I have yet to be convinced that we are at any generalized turning point in our broader political system; yes, the Democrats’ crisis response is different in degree from that of 2008, but doesn’t seem to be different in kind; whether the social programs initiated during the height of the crisis will be extended and institutionalized would be one major indicator that we are in fact in a different moment. But I hear the same talk of debt, inflation, limited, targeted interventions, and talk of but not action on the sorts of more lasting reforms that could shift power in the labor market, for example. On the union side of things, I think there has been much more space created for different kinds of responses to the crisis, but it’s early yet. The fact that workers are using this moment of crisis to question a longer-standing labor movement status quo, like two-tier in particular and concessionary bargaining in general, is heartening, but may well be fleeting. It’s also the case that state action so successfully insulated many corporations from the worst effects (or just that the effects of the crisis were so uneven) that in many of these fights we’re just not dealing with austerity conditions, which would be the real test of this new mood. A big part of the context for the Deere fight (and the Kaiser fight, and others) is that there’s a lot of money on the table. Fighting for a bigger piece of a bigger pie is different from protecting or making gains in a generalized downturn. Though UNITE HERE’s mixed success on “right to return” rules are a slight counterexample.


 

The current John Deere strike is part of a long history that spans the neoliberal era. For many of the company’s striking workers, the 1986-7 strike is not an abstract historical fact, but part of their own lived experience, whether as younger workers themselves or as the children of workers who participated in that strike. Deere workers’ unexpected rejection of the first 2021 proposed contract in early October was about more than immediate material needs and demands -- it was about fighting to win back benefits lost through concessions in the 1997 contract and preventing the expansion of the tiered wage system. What does this strike mean to the workers you’ve spoken to?

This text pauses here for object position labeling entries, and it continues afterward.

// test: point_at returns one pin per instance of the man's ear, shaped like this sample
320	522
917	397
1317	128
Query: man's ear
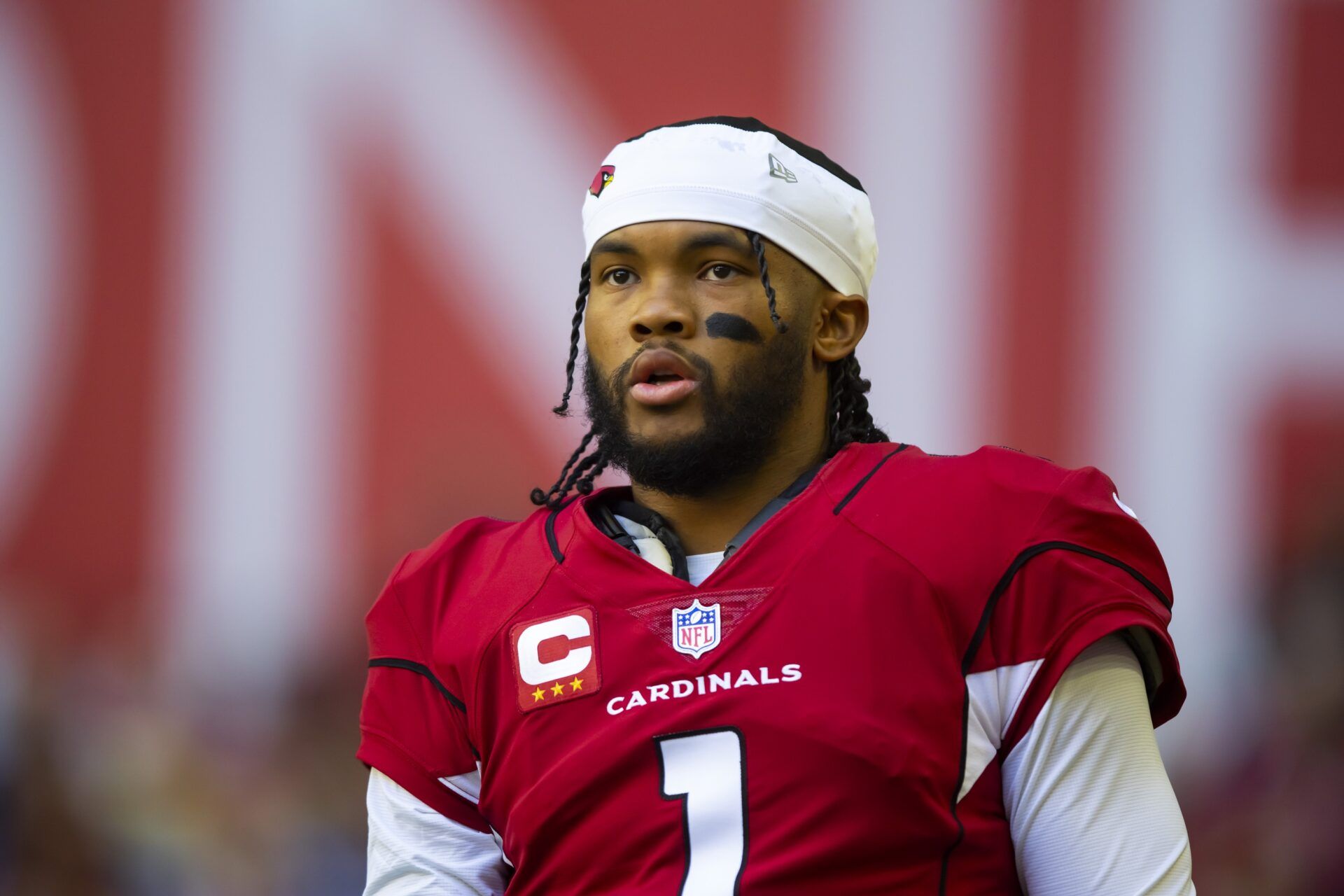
844	320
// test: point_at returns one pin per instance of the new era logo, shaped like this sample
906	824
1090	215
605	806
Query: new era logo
777	169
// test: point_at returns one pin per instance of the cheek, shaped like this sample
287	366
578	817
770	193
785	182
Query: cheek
605	342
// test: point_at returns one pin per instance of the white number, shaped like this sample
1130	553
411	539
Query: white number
705	770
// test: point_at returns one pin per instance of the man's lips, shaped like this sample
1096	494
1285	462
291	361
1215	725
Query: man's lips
662	377
663	393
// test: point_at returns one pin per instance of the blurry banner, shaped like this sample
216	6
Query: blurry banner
286	286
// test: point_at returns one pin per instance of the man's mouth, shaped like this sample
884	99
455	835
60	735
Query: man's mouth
660	377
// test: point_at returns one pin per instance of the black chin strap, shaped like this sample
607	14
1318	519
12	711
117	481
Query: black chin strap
605	514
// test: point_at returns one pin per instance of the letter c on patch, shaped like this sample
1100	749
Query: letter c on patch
530	665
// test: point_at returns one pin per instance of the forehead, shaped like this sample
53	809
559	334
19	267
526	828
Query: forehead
657	237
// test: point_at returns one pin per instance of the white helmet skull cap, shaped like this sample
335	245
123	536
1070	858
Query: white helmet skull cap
742	174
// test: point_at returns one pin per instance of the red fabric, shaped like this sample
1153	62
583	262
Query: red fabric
409	729
844	682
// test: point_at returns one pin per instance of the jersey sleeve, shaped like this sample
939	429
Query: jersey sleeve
1086	568
413	729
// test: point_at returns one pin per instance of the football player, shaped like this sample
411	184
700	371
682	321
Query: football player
792	657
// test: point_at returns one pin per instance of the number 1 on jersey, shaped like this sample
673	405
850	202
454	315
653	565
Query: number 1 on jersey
706	770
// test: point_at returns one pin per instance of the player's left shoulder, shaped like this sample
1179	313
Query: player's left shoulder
965	519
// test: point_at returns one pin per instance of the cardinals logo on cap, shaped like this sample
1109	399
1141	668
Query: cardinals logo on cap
604	176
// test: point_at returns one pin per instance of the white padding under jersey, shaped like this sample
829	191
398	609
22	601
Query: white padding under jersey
1089	802
414	850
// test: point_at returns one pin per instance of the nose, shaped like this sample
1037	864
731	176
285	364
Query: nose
663	312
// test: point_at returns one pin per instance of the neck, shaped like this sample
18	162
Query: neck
706	523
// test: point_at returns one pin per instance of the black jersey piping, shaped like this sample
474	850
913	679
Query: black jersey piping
869	476
811	153
550	530
393	663
983	629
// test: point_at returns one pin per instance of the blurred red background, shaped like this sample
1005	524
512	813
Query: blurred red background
286	290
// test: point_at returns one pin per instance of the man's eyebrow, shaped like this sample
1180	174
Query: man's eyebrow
615	248
715	239
705	239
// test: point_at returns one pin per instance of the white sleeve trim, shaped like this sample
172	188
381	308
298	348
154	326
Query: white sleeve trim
414	850
1089	802
993	696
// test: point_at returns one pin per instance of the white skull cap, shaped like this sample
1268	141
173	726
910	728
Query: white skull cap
742	174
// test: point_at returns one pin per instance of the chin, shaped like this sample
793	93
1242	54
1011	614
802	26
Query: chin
666	429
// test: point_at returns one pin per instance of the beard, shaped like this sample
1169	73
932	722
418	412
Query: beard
743	419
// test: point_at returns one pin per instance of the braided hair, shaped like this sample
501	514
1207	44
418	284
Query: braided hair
847	406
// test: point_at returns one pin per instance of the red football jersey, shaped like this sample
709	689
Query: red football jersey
794	724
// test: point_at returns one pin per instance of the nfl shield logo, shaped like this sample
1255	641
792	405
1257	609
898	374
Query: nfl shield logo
695	629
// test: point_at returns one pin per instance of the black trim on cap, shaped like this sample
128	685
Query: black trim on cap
869	476
811	153
983	629
391	663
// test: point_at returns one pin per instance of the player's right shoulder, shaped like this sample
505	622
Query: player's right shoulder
470	580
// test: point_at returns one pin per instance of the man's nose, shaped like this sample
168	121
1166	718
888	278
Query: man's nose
664	312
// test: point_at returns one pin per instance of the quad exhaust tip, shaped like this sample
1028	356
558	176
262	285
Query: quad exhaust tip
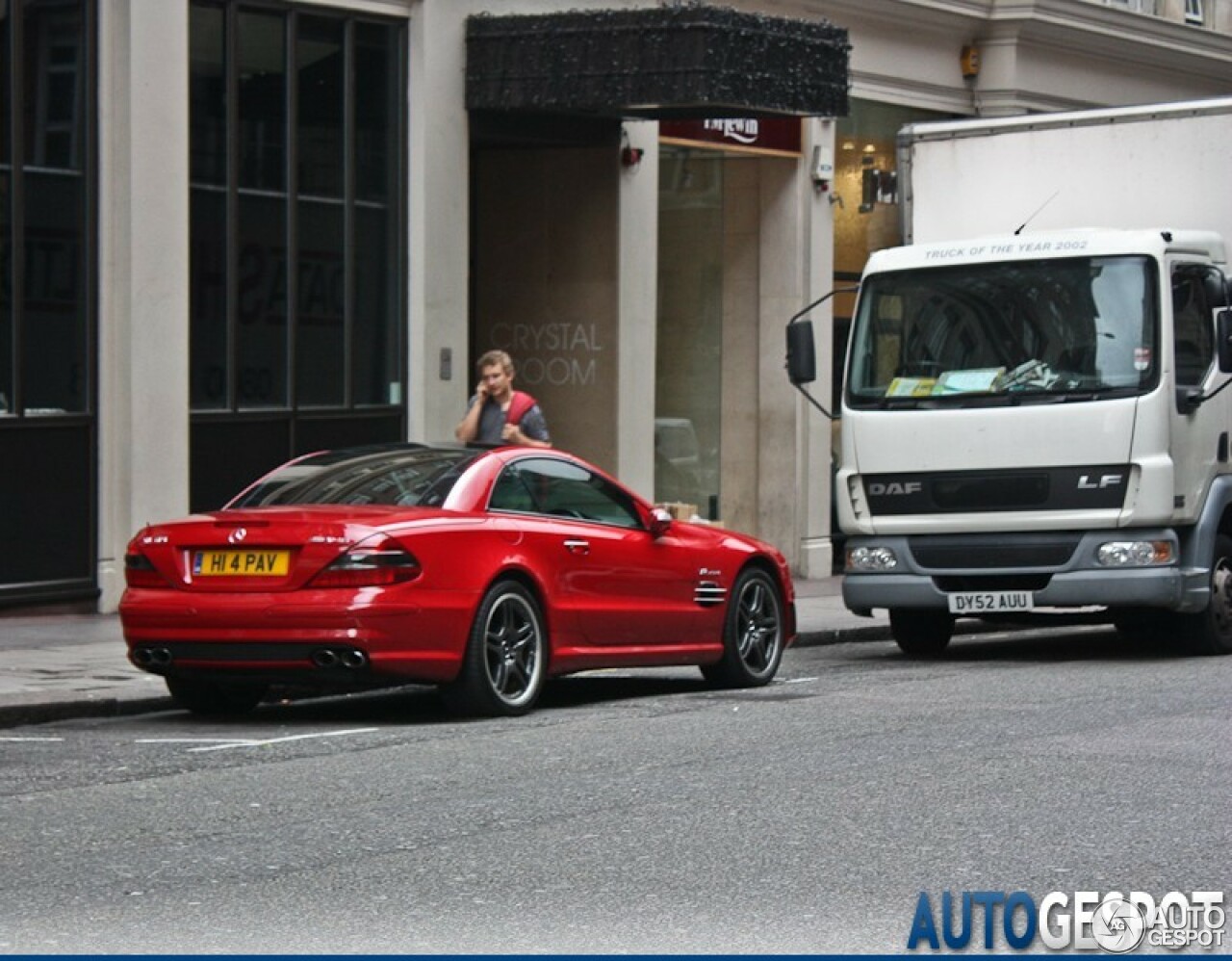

One under-appreciated fact of this strike is that while, yes, it’s about ending two-tier (and about beating back a third tier proposed by the company), there are very, very few top-tier workers left at the company. So the challenge of returning all workers to the top tier is less about the actually-existing divisions between active workers and more about what the company can afford. Hundreds, if not thousands, of Deere workers are second- or third-generation at the company, so they have direct knowledge of what a Deere retirement used to mean. The fact that Deere is currently more profitable than it's ever been, even when adjusted for inflation, is part of the calculus for these workers. If ever there were a time when concessions could be rolled back, wages brought back up to pre-97 levels, and retirement security locked in, it’s now, if you just look at Deere’s balance sheet. What’s interesting is that it’s not like the 1997 tier is new (obviously), or newly odious, but for the first time a majority of workers voted down a contract for not addressing it, which obviously no prior contract had substantively done either. I’ve seen some people say that even the strikes we’re seeing are defensive -- and that’s true in the case of the third tier Deere proposed -- but I actually think by rejected the second contract (that had already killed the third tier, doubled the raise, and boosted the pension), these Deere workers are self-consciously going on offense; that’s a big change for the private sector labor movement in general and these workers in particular.


 

The UAW rank-and-file’s overwhelming rejection of the first tentative agreement last month surprised and excited many observers on the pro-union left, but what was the UAW leadership’s reaction? Do you have a sense of how the top brass of the union movement is thinking about this moment, how they understand it? How closely do the slogans and/or demands coming from the rank-and-file resemble the leadership’s position?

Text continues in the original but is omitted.